The vast bulk of Chinese and Korean
immigrants were artists and artisans, who worked in the Hâng style, as their mirrors, horse-trappings, sword-ornaments, and beautiful armour in bronze and gold will testify. Thus the art-education of the Japanese was almost complete by the time Buddhism called for a new and grand expression in the Asuka Period. The genius of Toribushi, our great sculptor, was not born in a night, but was the fruit of causes long pre-existent; and in him we have only the first harvesting of a mighty culture that had covered the ploughlands for many a day.

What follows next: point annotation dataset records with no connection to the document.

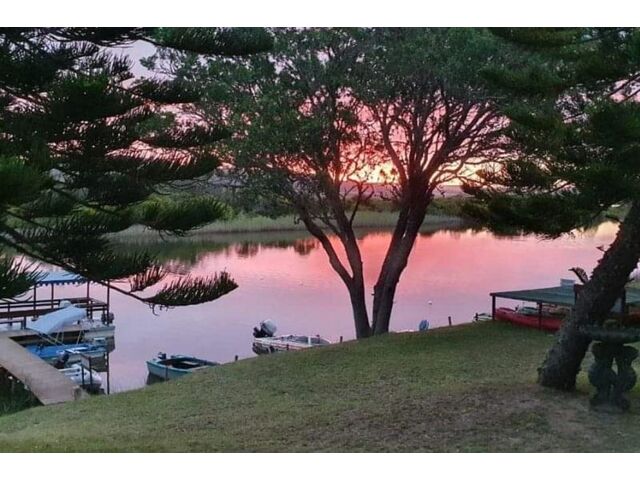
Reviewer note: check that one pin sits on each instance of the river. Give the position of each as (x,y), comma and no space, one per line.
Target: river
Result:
(286,277)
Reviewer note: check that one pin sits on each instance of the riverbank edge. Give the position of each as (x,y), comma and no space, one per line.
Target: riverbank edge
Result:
(260,224)
(462,388)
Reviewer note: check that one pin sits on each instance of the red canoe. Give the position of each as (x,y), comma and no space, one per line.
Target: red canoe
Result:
(550,324)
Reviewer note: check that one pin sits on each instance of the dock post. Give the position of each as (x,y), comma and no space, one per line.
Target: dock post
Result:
(108,373)
(493,307)
(540,316)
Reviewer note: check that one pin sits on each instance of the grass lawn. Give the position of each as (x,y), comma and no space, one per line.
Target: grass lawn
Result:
(468,388)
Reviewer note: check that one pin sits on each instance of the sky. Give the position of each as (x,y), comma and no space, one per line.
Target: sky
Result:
(136,51)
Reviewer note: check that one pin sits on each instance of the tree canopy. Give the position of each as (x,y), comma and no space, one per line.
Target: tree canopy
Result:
(328,112)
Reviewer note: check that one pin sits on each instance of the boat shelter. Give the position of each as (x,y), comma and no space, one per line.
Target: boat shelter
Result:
(563,295)
(19,311)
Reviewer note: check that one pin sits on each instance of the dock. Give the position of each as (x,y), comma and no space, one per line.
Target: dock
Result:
(49,385)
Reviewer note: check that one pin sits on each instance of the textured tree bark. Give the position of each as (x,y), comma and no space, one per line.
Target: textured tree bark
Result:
(595,301)
(396,260)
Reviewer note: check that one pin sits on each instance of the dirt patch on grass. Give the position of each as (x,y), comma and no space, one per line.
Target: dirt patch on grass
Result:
(524,419)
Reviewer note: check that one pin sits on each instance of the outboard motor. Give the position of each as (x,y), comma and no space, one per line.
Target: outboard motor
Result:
(266,328)
(107,318)
(61,360)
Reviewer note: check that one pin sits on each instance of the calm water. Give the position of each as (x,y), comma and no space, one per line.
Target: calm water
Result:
(286,277)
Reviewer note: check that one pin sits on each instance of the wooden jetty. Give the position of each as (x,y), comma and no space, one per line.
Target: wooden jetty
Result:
(50,386)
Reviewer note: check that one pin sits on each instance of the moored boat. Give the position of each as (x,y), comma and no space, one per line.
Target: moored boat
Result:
(175,366)
(528,318)
(266,342)
(86,378)
(69,353)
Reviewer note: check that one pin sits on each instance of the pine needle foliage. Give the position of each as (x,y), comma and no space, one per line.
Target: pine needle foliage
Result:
(87,150)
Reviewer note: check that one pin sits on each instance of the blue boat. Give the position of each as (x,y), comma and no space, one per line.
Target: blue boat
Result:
(175,366)
(70,353)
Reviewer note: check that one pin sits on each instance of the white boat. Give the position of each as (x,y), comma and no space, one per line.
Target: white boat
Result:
(82,376)
(266,342)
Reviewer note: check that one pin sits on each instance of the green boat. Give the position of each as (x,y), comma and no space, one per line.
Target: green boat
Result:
(175,366)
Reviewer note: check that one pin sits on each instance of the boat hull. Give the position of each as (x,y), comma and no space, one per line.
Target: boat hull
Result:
(549,324)
(286,343)
(160,370)
(163,372)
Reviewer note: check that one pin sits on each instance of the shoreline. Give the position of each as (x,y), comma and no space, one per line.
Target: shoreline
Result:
(286,224)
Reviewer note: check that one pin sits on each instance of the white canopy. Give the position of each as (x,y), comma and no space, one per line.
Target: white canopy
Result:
(55,321)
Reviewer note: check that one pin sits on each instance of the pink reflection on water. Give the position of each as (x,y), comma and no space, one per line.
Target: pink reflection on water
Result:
(455,271)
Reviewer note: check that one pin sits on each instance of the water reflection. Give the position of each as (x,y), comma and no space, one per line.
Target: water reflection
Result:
(286,277)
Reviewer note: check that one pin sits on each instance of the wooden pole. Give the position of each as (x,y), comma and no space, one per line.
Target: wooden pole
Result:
(108,373)
(108,298)
(540,316)
(493,307)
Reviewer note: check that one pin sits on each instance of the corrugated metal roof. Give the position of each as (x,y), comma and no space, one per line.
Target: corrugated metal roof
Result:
(557,295)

Yet the Confucian ideal, with its symmetry born of dualism, and its repose, the result of the instinctive subordination of the part to the whole, was necessarily restrictive of the freedom of art. Enchained to the service of ethics, art naturally became industrial. Indeed, the Chinese art-consciousness must always have tended towards the decorative--as shown in its extraordinary development of textiles and
ceramics--had the Taoist mind not imparted to it its playful individualism, and had Buddhism not come later, to lift it up to the expression of commanding ideals. But even if it had remained at the decorative, it could never have sunk to the bourgeois level, since from the remotest danger of such a failure of sympathy, Asiatic art, by her vast life of the Universal and Impersonal, stands eternally redeemed.
Eki or Book of Change.--The ancient Scripture of China, which was accumulated gradually through the periods of Kha and In, and attained to its present form under Bunno, the first King of Shu. Confucius added a commentary, which is considered an essential feature of Eki by Confucians. Here much is made of Man, as the central point between the conflicting forces of Heaven and Earth, thus philosophising communism. The Taoist, on the other hand, is able to ignore the Confucian commentary and interpret Eki in his own way. To him, its great note is the text, "Open matter and create work." This ancient Chinese Veda may be described as a philosophy
of Nature, rather than a story of Creation. It deals with the immanence of One in all duality, and with the relation of the four seasons or Heaven to the eight elements or Earth. It consists of four books or divisions.
The Ancient days of Taiko-bo.--Taiko-bo was the chief counsellor of the first King of Shu, when the throne was taken from In. This great minister was rewarded by being made King of Sei (Shantung).